OC Rejects Plan To Build Homeless Shelter In Silverado
SANTA ANA (CBSLA) – It's back to square one for Orange County's homeless crisis, after the O.C. Board of Supervisors Tuesday rejected a controversial proposal to establish a homeless emergency shelter in the community of Silverado.
Silverado became the latest O.C. city to turn out in opposition of a homeless shelter in its community, joining the likes of Irvine, Huntington Beach, Laguna Niguel and Costa Mesa.
The controversial plan, proposed last week by a group of south O.C. mayors, involved establishing a homeless shelter on county land in Silverado Canyon.
The mayors touted the 11-acre site located at at 7531 E. Santiago Canyon Road in a letter to supervisors. It includes two former schools, one of which is vacant.
Dozens of Silverado residents came out against it at Tuesday's meeting, imploring the board to reject the plan. They argued the shelter would be located near a child care center, a community garden and a new library.
Officials from nearby Lake Forest also opposed the plan.

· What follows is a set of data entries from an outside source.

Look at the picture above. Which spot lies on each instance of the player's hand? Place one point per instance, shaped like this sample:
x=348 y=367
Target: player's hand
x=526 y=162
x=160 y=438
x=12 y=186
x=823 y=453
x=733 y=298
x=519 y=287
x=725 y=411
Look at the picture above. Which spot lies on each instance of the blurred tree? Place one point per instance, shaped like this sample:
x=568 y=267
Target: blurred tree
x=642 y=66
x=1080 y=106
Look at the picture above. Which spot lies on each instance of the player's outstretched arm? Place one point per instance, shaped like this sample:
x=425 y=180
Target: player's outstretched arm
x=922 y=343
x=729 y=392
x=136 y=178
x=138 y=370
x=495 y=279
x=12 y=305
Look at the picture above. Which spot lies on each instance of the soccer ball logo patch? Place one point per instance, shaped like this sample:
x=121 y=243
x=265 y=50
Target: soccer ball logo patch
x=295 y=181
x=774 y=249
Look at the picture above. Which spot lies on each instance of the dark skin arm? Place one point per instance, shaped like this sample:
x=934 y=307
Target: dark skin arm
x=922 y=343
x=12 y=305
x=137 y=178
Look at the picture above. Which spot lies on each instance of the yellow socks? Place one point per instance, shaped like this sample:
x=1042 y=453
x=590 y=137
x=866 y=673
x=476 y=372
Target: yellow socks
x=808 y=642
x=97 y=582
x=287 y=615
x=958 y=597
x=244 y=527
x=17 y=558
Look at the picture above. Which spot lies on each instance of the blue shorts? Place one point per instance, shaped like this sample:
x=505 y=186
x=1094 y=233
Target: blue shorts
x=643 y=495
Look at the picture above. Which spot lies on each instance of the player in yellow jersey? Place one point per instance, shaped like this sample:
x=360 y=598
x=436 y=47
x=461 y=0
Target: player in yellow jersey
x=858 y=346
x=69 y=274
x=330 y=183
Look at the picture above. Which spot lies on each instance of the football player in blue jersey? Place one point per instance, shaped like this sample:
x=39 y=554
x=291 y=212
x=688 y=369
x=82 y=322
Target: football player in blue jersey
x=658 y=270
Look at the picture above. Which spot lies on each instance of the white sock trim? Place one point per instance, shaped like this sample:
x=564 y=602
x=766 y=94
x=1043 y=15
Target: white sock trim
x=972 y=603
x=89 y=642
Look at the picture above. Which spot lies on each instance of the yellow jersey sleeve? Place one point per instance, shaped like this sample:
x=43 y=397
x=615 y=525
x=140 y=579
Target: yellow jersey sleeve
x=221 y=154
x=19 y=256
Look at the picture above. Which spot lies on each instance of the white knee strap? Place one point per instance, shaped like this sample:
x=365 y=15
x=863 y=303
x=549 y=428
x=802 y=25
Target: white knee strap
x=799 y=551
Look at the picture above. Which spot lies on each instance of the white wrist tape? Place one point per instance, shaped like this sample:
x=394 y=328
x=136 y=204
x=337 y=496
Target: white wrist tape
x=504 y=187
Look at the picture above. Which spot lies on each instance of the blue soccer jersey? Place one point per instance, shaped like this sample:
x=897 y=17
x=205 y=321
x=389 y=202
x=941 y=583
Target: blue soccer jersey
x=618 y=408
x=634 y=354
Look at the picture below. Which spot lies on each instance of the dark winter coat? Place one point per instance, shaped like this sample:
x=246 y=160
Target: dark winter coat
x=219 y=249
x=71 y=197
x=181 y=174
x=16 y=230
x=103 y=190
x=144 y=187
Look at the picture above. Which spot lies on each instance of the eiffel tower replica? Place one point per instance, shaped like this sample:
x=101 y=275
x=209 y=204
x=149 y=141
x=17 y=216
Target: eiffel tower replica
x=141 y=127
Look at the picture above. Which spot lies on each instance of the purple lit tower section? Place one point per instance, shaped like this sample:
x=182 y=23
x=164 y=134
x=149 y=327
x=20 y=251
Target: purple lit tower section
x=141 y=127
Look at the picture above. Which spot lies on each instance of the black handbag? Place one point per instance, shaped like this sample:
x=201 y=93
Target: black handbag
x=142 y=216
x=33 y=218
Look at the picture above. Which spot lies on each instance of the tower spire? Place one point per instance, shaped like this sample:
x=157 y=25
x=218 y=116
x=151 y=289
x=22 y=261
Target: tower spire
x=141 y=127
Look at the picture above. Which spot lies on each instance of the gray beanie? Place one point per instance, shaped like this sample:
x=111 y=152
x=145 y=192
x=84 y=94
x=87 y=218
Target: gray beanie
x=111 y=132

In February, hundreds of homeless people were cleared from a two-mile stretch of the Santa Ana riverbed – from Santa Ana to Anaheim — after months of wrangling between homeless advocates and county and city officials. Earlier this month, dozens more homeless people were also cleared from the Santa Ana Civic Center.
During the controversial removal from the riverbed, the Orange County Catholic Worker group and several homeless people filed a federal lawsuit against the county and the cities of Anaheim, Orange and Costa Mesa, claiming that removing the homeless from the riverbed violated a broad range of constitutional protections.
The lawsuit resulted in a deal between the advocates and municipal officials in which the homeless would be removed from the riverbed and then be given 30-day motel vouchers while the county looks for more permanent solutions.
Those vouchers have run out, however. The issue in federal court has shifted to the long-term housing of those transients.
Last month, Orange County supervisors abandoned a controversial plan to erect large tents in Irvine, Huntington Beach and Laguna Niguel to temporarily house the homeless. The supervisors were forced to abandon the plan after fervent demonstrations from residents and city officials, along with threats of lawsuits. A second proposal — to house the homeless in the state-owned and soon-to-be-shuttered Fairview Developmental Center in Costa Mesa — was also met with strong opposition from residents.
The Silverado proposal came out of a meeting of 11 mayors and city managers from southern county cities Thursday. The meeting came out of a hearing in federal court earlier in the month when U.S. District Judge David O. Carter, who is presiding over the federal lawsuit, suggested to the county's southern cities that they needed to do more to support shelters for the county's transients.
The mayors moved up their next meeting to May 10 to discuss other sites for a regional shelter.
Inaction could lead Carter to impose a restraining order that prevents cities from enforcing anti-camping and anti-loitering ordinances if those municipalities cannot prove they have enough shelter beds for the homeless.
Santa Ana officials have voted to direct their attorneys to sue Irvine, Laguna Niguel and Huntington Beach and drag those cities into the federal lawsuit. Carter has pointed out that the other cities in the county risk being dragged into the litigation as well if they don't join the ongoing efforts to house all of the county's transients.